Role of AI system developers

It is vital to know that there is a certain trade-off between interpretability and performance. For instance, a simpler model can be quite easier to understand, but it won’t be actually able to process complicated and complex relationships and data. Getting this particular trade-off right is basically the domain of analysts and developers.

The business owners need to have the basic understanding of what actually determines whether a particular model is interpretable as it is one of the key factors that determine the legitimacy of the system in the eyes of the customers. It is the role of the developers to create AI systems that fulfill the expectations of the customers and maintain their trusts.

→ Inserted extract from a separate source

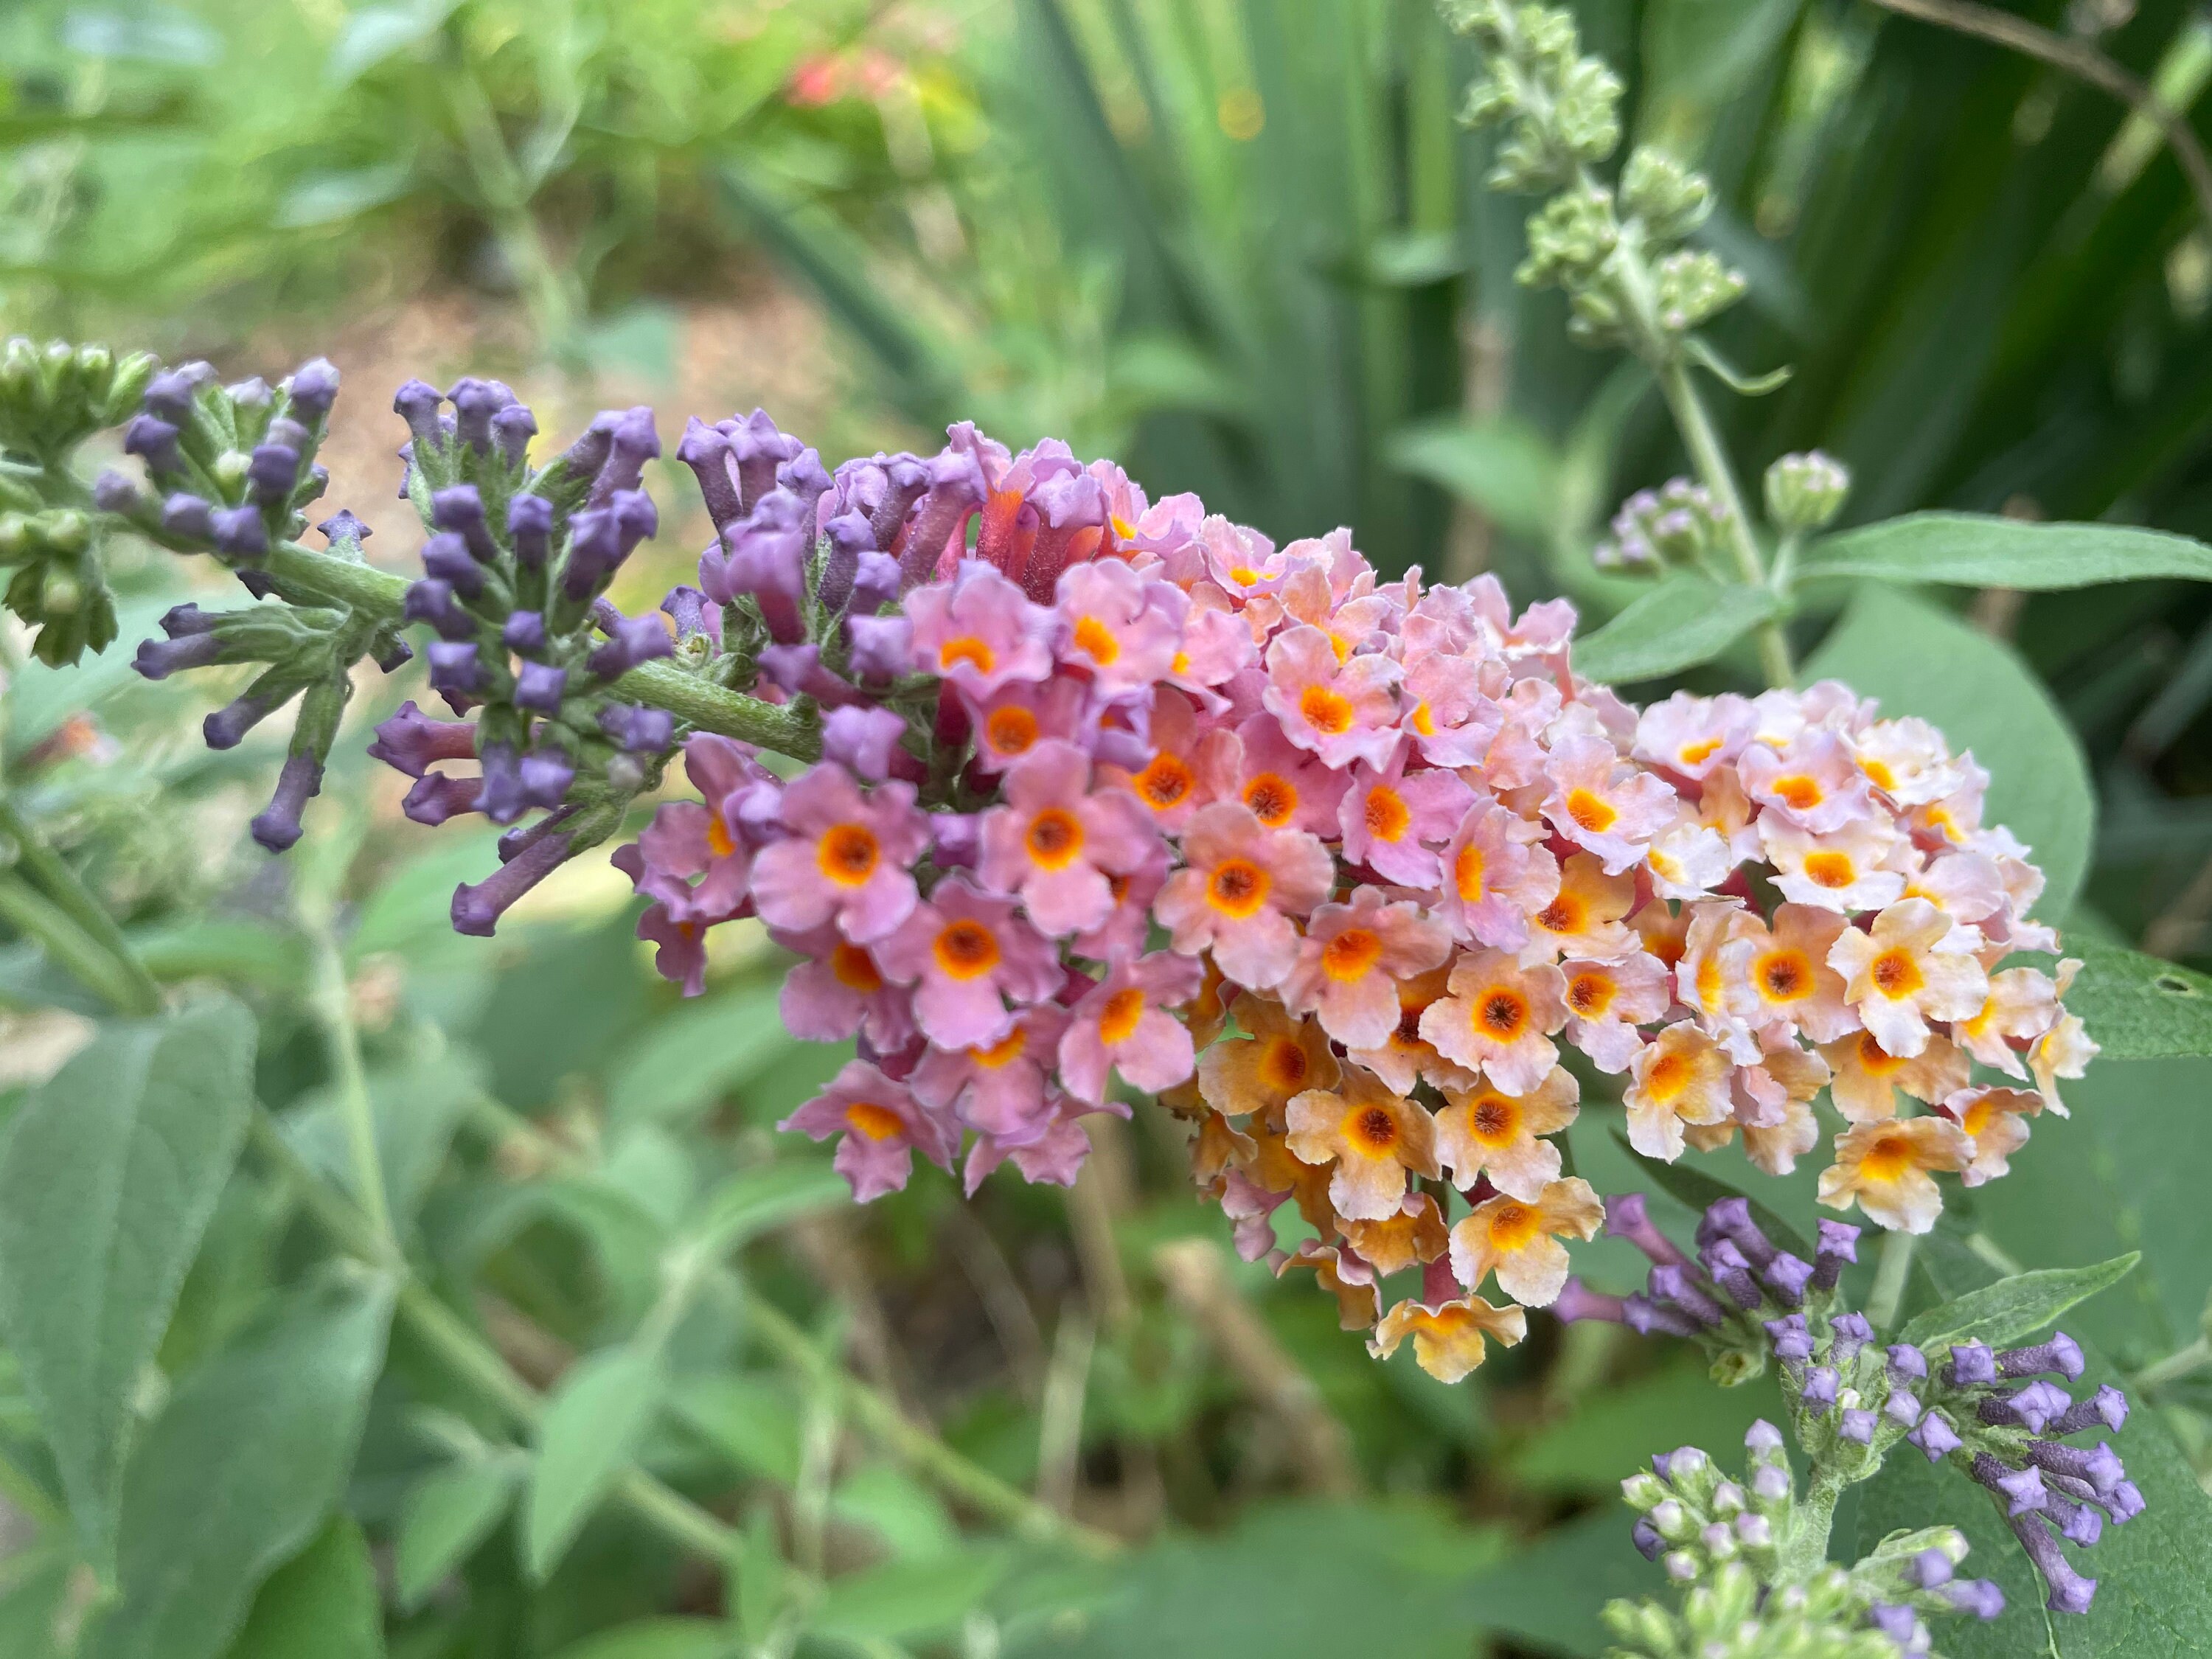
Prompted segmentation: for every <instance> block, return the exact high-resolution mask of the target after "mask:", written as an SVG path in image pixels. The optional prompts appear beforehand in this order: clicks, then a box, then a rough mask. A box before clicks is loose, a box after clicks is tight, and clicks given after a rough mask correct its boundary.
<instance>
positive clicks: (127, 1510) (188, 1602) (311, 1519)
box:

Developers working in custom software services often face with challenges of ensuring interpretability, data integrity and consistent performance and they have to work closely with the organization leaders and employees. Developers are responsible for the creating of machine learning model along with choosing the algorithms that are used for the particular AI application as well as verifying that the particular AI system is correctly built and continues to perform as per expectations.

Developers are also responsible for the validation of the AI model that is created in order to make sure that the model actually addresses the requirements of the business. Also, management is responsible for the significant decision to deploy the AI system and needs to be prepared to take the final responsibility for the business impact.

For any company that wishes to get the best out of any AI system, it is vital for people to understand it clearly and also adhere to these responsibilities and roles. Finally, the goal is to design a great machine learning model for any given AI application such that the company can easily maximize the performance while addressing any type of operational concerns comprehensively.



Emerging Regulatory Rules

Businesses need to follow the evolving AI regulatory norms. Such regulatory requirements aren’t currently extensive at present, but they will keep on emerging over time. Last year, there has been the introduction of regulatory rules like GDPR in Europe which requires the companies that do business in Europe to take necessary measures in order to protect the privacy of the customer and ensure the transparency of all the algorithms which impact the customers. Custom web development services have to make sure that the privacy and security of the customer data is kept at the highest priority.

Business leaders need to consider that every AI application actually different in various degrees and there is always a risk to human safety. In case the risk is quite great, and the role of any human operator is reduced significantly then the requirement of the AI model needs to be reliable, clearly understood and easily explained. This is certainly in case of AI applications like self-driving cars, fully automated diagnosis process for cancer.

Other AI applications don’t put health and lives of people at risk. AI also screen mortgage applications and even run a marketing campaign. However, the results can be biased, and there is a reasonable level of interpretability which is still required. The companies need to be comfortable with the AI application and should be able to explain to its customers, the reasons their system has approved any application over another or a particular targeted group of customers in a campaign.

Conclusion

Opening the AI models’ black box has become necessary for companies to ensure that any AI system based on machine learning model to perform according to the standards of the business. The company leaders need to justify the final outcomes. This will help in reducing risks as well as establishing the required trust for AI in order to become a truly accepted method of latest innovations and business goals achievement. These above-mentioned aspects will make you trust in AI technology.